Бадарша подумал и спросил:

– Доволен ли брат службой?

– Служить где-то надо, – вздохнул хозяин. – А довольным ему быть не отчего.

– Что-нибудь случилось?

– Несправедливости много.

– А что-такое?

– Обо всем не упомнишь. Да вот нынче осенью… Казаки привели в Кижу колодничью партию. В нашем улусе должна им смена быть. А тут покос… сено не убрано. Ну, смена-то, сговорившись, и ушла в самовольную отлучку. Партионный начальник выпивши-был. Родоначальнику нашему ни слова не сказал. А самовольников отыскал и потребовал с каждого по пятнадцать копеек за уход с караула.

– А много ли их с караула ушло?

– Да душ до тридцати. Деньги партионный собирал и оголенной шашкой поранил руку казаку нашему, а иным уши побил и щеки. А после того сотенному командиру сознания вины своей не сделал.

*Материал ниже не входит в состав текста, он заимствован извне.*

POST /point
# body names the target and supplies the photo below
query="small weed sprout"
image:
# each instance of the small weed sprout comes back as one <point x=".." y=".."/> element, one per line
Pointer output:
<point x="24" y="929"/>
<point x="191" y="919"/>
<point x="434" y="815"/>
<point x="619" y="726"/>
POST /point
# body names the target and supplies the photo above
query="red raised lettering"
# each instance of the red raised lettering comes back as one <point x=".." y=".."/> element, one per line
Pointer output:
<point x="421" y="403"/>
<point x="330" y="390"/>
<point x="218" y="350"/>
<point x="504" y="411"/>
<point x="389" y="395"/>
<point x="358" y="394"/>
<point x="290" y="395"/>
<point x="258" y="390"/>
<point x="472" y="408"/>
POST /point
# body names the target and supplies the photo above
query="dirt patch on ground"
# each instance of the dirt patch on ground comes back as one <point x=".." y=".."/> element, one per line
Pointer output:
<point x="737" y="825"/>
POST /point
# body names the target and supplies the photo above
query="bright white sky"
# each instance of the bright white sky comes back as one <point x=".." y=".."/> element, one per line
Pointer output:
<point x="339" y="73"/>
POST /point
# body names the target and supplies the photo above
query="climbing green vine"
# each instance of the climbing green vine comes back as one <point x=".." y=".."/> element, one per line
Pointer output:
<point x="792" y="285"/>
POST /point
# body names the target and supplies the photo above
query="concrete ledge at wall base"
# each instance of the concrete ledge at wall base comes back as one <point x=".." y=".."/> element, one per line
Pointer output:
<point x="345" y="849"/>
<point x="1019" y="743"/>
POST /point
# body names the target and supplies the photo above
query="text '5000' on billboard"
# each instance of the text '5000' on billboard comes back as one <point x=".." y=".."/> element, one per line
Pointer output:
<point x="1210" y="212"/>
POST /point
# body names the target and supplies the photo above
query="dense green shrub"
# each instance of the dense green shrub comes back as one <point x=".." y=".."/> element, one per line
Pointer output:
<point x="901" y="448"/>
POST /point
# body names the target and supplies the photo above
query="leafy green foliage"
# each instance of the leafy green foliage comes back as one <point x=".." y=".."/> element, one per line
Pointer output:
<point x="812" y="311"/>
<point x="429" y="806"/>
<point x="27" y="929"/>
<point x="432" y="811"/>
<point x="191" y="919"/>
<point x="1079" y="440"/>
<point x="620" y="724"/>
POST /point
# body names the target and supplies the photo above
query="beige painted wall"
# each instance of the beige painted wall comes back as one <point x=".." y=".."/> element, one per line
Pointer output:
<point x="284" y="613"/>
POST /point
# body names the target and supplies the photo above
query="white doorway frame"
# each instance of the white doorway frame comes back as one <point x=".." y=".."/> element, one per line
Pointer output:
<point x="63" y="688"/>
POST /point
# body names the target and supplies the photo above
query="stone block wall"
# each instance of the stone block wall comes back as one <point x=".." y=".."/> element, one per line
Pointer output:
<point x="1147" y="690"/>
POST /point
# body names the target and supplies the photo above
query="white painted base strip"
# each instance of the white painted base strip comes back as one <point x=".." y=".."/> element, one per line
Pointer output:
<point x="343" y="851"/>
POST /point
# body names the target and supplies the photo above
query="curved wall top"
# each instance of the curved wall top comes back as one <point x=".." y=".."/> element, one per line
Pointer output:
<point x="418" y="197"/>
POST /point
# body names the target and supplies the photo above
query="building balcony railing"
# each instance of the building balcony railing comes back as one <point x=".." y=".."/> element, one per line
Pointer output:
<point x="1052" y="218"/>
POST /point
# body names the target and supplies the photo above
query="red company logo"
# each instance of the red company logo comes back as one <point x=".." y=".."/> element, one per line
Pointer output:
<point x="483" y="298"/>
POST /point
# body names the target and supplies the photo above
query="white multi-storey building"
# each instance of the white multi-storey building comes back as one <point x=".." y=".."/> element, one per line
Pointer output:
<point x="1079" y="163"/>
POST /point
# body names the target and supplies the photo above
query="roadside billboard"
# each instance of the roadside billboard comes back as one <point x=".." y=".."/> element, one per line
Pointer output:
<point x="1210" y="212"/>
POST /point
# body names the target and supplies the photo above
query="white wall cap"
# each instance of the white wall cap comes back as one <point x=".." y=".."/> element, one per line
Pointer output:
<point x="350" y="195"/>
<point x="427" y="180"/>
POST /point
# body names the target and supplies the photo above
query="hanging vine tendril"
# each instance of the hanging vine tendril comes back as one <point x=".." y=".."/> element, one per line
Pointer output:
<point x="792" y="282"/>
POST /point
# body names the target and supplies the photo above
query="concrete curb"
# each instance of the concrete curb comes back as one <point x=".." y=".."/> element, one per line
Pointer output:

– Городовые казаки притесняют бурят?

Ошир пожал плечами, промолчал.

– Слухом я пользуюсь… Будто главный тайша недоволен грабежами тех казаков.

– А что за грабежи?

– Хоринская инородческая управа донесла рапортом в Иркутское губернское управление, что казак с Петровского завода заехал к тамошнему зайсану, назвавшись сборщиком подати. От зайсана поехал на заимки к бурятам. Зашел в юрту. Хозяйка была одна, она подала ему чай, мясо. А он заметил в чаше медные деньги и давай те деньги собирать. Набрал более трех рублей и уехал. Пришел хозяин. Жена ему жаловаться на вора. Побежал хозяин искать казака. Видит, у соседней юрты сани с лошадью стоят чужие. Выхватил он из саней сыромятные сумы, заглянул туда – полно медных монет. Понял, что тут его три рубля. Опасаясь побоев, он схватил те сумы и поехал. Казак же выскочил из юрты и погнался за ним, да не догнал. И что ты думаешь? Этот казак обвинил пострадавшего, что тот взял у него из сум двадцать рублей ассигнациями, хотя в сумах, помимо медных денег, были берестяная табакерка и кусок ветхой китайки.

Ошир повздыхал, покряхтел, стал готовиться ко сну – зашептал молитву.

…Хозяин поднялся чуть свет, разогрел похлебку, собаку покормил. Взял из угла хормого, вынул из него лук, осмотрел. Береста малость поободралась, зато жилы держались прочно. «Гибкий лук, хороший», – улыбнулся Ошир. Он подумал и выбрал колчан, где хранились стрелы с конусообразными круглыми наконечниками. Они делали небольшие раны, но били издалека маленького зверя и птицу.